Na wieść, że dwie zjawy zbliżają się do Warszawy, rzuciłem wszystko inne. Raz, że możliwość przejażdżki Rollsem nie zdarza się codziennie. Dwa, że Phantom spodobał mi się od razu. Pamiętam lamenty poprzedzające jego premierę: że będzie wyglądał jak nadmuchane BMW serii 7, że teutoński pragmatyzm zniszczy brytyjskiego ducha, że teraz Rolls-Royce stanie się własną karykaturą. A wszystko dlatego, że (w 1998 r.) firmę przejęło BMW. Niecałe pięć lat później głosy krytyki ucichły jak nożem uciął. 3 stycznia 2003 r. świat ujrzał Phantoma.

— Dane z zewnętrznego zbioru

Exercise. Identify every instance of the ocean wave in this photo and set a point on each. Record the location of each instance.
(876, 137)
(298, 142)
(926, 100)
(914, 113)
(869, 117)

Wyglądało na to, że jego ciężka, nieco pancerna sylwetka zdoła bez problemu unieść brzemię 100-letniej tradycji. I rzeczywiście.

- Są tu klienci na takie auta - stwierdził Marco Makaus, szef sprzedaży R-R na Europę. Inauguracja wejścia brytyjskiej marki na polski rynek wymagała stosownej oprawy. Prócz pałacu Sobańskich, bliskości Traktu Królewskiego i ambasady brytyjskiej swoje trzy grosze dołożyła niezawodna aura. W promieniach porannego słońca dwa stojące na podjeździe Phantomy prezentowały się dużo lepiej niż na salonach samochodowych. Ile ich wyjedzie na nasze drogi? Chętnych na superluksusowe limuzyny przybywa - zapewniał Makaus. - W 1997 r. było to 310 tys. klientów. W 2007 r. będzie ich 700 tys. Cechy wspólne? Tylko trzy: są bogaci, lubią auta i mają ich wiele.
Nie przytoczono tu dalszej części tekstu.